I wasn't the only one drawn back to Kawali Grill for traditional Filipino dishes. A few weeks ago, Castro reprinted his menu, moving the tabletop specials inside and deleting the American dishes that weren't selling. Now the menu items marked with a Filipino flag outnumber the ones that don't. You could have said the same of the customers on my first dinnertime visit: When my friends and I scored the last free table in the narrow, window-wrapped room with clouds sponge-painted on the ceiling, a dozen old people were celebrating some big occasion at a long table in the front. Two college-age guys across from me were slurping up whipped-cream-topped cups of halo halo, a milky dessert. The couple at the next table over silently crunched their way through salads as they watched Top Idol on the screen behind me. The waiters, dressed up in black and white, were moving so fast to keep up with the crust you could almost see their professional smiles Doppler-shift into grimaces.
While Castro's fried calamari was light on the batter and heavy on the fried, and a vegetable and anchovy-paste stew called pinakbet was light on anchovy flavor and heavy on undercooked bitter melon, most of his food successfully bridged the gap between old-country and new, and between homey and dressed-up.
Fresh lumpia—thin wheat crepes wrapped around bean sprouts, tofu cubes, and shredded vegetables—were drizzled with a sweet peanut sauce that coated their crunch without making the crepe sticky and cloying.

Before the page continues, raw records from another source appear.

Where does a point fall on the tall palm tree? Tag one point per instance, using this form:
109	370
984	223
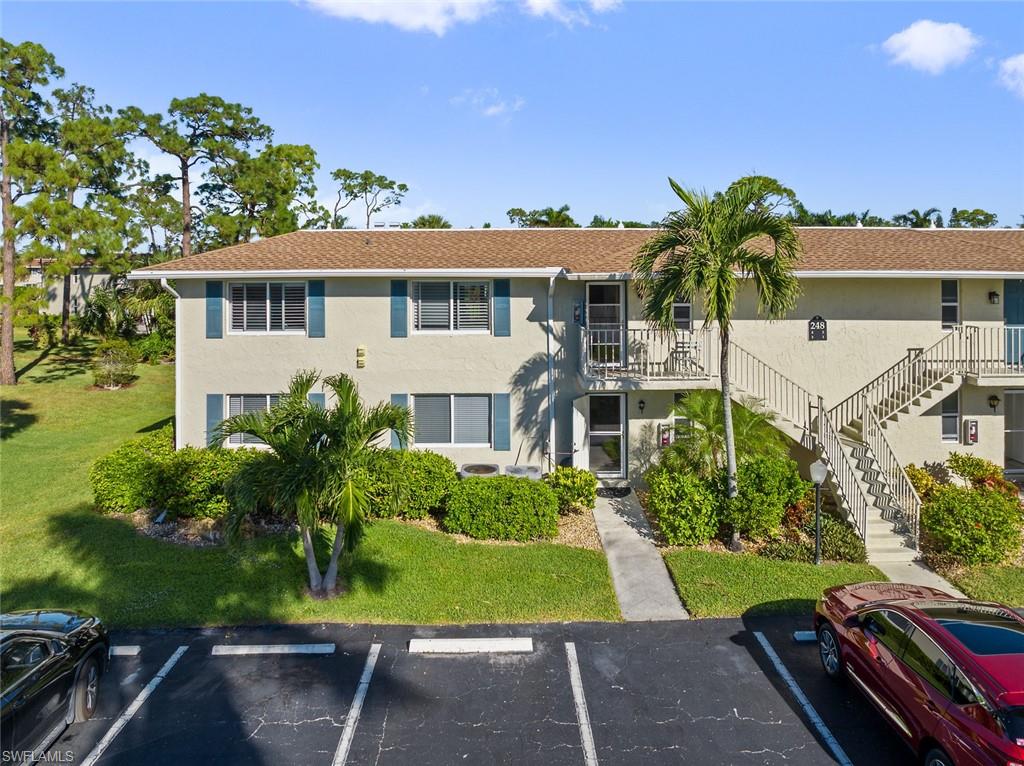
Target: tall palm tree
699	438
708	250
317	466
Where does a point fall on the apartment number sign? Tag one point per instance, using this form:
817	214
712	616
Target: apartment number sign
817	329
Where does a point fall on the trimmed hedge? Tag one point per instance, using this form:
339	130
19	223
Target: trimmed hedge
972	525
685	505
766	487
148	473
413	483
124	480
574	487
502	508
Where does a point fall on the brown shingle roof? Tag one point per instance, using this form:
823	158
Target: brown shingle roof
598	250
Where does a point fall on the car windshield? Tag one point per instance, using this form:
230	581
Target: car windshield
981	628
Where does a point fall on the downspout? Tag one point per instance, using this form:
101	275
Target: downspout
177	359
552	455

I've spent entire meals at Filipino restaurants trying not to pierce my cheek with the bones in Southeast Asian milkfish, but in Kawali Grill's sinigang, boneless strips of the white fish lent a rivery backnote to the transparent, tomato-rouged broth they floated in. Clean and tart with tamarind, the soup was a good foil for the now-mythical pandan fried chicken we ordered with it. Castro marinated the chicken in coconut and pandan leaves so the meat picked up their round, grassy flavors, then coated the chicken evenly in panko and fried it golden, stacking up the chicken on a bright-red pool of spicy syrup. It was worth every bit of buzz I'd heard about it. For dessert, his bibingka—an eggy rice-flour cake the texture of which, at the midpoint between mochi and flan, I inexplicably love—was topped with toasted coconut and served with a creamy rum-and-vanilla sauce.

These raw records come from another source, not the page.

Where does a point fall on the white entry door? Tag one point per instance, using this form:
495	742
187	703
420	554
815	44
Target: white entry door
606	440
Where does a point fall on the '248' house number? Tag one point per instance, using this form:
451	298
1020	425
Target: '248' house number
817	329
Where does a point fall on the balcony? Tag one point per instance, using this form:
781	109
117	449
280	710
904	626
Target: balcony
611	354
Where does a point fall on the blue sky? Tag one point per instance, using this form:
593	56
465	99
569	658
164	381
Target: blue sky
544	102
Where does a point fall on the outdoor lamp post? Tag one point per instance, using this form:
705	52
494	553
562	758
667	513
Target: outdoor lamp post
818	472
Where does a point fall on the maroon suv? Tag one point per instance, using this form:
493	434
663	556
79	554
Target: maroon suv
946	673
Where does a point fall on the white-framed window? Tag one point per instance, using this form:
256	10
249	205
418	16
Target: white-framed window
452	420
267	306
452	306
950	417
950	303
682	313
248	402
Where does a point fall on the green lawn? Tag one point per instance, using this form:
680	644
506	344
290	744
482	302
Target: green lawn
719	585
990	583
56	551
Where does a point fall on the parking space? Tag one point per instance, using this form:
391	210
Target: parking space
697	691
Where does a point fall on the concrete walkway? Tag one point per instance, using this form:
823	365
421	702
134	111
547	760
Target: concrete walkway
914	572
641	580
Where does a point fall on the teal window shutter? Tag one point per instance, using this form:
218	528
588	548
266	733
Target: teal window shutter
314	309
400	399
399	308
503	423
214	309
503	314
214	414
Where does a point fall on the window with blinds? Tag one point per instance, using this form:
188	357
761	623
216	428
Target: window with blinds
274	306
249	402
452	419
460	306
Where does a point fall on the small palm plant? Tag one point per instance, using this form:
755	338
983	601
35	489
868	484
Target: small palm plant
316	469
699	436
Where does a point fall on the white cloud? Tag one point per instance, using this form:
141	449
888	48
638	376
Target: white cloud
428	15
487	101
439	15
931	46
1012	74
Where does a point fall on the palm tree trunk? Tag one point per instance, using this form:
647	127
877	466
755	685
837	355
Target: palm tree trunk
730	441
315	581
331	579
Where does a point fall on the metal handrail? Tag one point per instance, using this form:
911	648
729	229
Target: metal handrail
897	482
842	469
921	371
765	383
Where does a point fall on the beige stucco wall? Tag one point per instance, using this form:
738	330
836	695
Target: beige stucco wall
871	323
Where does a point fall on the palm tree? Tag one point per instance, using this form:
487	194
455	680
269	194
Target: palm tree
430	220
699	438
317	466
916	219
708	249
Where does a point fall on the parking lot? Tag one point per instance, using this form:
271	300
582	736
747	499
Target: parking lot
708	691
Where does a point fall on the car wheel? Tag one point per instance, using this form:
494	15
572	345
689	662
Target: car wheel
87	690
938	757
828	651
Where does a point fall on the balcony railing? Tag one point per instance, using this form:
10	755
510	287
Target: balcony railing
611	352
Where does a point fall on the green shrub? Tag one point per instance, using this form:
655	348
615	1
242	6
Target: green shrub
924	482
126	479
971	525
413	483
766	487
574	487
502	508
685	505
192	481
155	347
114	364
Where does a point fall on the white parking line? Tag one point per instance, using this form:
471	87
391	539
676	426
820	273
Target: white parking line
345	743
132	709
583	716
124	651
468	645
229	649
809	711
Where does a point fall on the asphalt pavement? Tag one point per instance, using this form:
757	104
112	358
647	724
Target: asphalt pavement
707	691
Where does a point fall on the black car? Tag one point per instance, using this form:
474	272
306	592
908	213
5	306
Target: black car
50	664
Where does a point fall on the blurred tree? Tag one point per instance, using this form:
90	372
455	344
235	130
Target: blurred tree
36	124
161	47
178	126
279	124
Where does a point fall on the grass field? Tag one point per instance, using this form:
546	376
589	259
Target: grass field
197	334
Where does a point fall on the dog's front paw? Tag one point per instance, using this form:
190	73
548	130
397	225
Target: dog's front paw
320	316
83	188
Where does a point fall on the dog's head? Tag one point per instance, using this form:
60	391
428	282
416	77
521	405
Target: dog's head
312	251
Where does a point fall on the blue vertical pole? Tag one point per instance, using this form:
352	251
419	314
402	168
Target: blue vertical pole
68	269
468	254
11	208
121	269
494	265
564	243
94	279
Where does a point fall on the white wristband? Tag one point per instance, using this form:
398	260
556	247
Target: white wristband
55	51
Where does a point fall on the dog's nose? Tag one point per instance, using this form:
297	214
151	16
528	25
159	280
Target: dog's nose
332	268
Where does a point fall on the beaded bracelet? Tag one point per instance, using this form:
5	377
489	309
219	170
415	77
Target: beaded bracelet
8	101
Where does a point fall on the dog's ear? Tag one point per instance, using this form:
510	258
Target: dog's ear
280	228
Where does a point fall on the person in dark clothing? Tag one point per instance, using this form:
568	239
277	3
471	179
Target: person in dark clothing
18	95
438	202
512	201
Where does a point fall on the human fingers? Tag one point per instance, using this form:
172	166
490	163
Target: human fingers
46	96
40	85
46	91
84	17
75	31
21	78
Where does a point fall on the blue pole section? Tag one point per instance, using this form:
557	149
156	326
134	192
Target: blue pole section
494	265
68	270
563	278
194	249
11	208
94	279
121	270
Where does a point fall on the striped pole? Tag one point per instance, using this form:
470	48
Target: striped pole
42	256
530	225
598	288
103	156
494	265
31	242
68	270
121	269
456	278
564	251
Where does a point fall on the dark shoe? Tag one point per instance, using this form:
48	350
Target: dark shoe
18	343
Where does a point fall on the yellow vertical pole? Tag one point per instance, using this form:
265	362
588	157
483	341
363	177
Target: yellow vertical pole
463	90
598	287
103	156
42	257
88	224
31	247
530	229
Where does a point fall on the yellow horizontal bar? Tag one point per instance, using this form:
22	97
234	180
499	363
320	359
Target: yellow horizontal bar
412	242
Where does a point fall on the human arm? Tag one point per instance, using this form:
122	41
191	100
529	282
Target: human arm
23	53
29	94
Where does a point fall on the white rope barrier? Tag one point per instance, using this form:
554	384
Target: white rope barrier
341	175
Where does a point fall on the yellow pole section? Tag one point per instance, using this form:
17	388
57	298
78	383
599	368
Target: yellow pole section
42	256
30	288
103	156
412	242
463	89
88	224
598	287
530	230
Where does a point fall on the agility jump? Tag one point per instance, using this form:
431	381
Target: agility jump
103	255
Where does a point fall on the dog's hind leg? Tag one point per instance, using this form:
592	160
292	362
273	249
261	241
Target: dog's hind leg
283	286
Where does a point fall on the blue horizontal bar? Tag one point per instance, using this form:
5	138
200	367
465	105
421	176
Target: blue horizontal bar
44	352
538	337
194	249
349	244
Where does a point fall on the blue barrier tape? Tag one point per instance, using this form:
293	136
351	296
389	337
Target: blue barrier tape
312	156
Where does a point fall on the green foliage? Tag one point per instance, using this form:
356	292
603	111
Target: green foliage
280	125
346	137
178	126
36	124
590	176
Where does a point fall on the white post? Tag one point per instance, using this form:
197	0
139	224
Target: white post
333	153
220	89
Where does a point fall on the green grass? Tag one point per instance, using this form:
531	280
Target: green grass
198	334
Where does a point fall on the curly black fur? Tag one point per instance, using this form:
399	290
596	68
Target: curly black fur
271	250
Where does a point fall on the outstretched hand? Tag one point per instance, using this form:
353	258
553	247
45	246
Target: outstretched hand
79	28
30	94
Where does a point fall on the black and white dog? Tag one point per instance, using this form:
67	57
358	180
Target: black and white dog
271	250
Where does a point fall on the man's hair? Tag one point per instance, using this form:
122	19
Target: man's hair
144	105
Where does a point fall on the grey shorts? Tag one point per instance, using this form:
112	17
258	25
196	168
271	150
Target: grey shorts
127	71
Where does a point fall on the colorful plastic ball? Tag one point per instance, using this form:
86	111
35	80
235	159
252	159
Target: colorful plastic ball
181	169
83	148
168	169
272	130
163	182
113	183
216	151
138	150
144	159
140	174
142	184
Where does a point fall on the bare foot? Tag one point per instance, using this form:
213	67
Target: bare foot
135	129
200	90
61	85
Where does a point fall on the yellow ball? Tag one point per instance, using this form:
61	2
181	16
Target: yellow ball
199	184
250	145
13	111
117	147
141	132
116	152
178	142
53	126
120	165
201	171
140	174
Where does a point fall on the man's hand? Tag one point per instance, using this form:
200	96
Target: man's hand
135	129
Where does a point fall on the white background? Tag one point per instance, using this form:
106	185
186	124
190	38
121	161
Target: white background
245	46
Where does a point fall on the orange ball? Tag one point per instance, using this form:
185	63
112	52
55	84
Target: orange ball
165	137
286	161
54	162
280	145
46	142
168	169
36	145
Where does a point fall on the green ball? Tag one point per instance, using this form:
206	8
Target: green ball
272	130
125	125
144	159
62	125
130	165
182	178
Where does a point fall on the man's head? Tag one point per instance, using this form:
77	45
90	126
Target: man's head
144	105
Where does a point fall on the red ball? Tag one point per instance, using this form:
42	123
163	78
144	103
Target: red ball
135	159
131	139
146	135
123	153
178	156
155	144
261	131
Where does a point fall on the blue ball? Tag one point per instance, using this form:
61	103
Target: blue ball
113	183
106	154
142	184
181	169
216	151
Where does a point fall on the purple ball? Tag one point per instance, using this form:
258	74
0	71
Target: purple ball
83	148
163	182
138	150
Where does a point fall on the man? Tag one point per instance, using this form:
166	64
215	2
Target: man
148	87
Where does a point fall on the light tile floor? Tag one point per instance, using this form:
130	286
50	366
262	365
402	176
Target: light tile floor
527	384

The rush for tables clearly reflected a local need for a place like Castro's. Despite the fact that Filipino-Americans make up 4.1 percent of the city's population, more than any other Asian subgroup, Seattle only has seven or eight Filipino restaurants. And all of Kawali Grill's competitors are casual turo-turos. Turo-turo means "point-point," which is what you do when you're standing in front of a steam table, showing the counter person what to put on your combo plate. None of these restaurants has waiters who take your order and refill your water glass, let alone serves $10 entrees on oversized white plates, garnished with swirly plantain chips.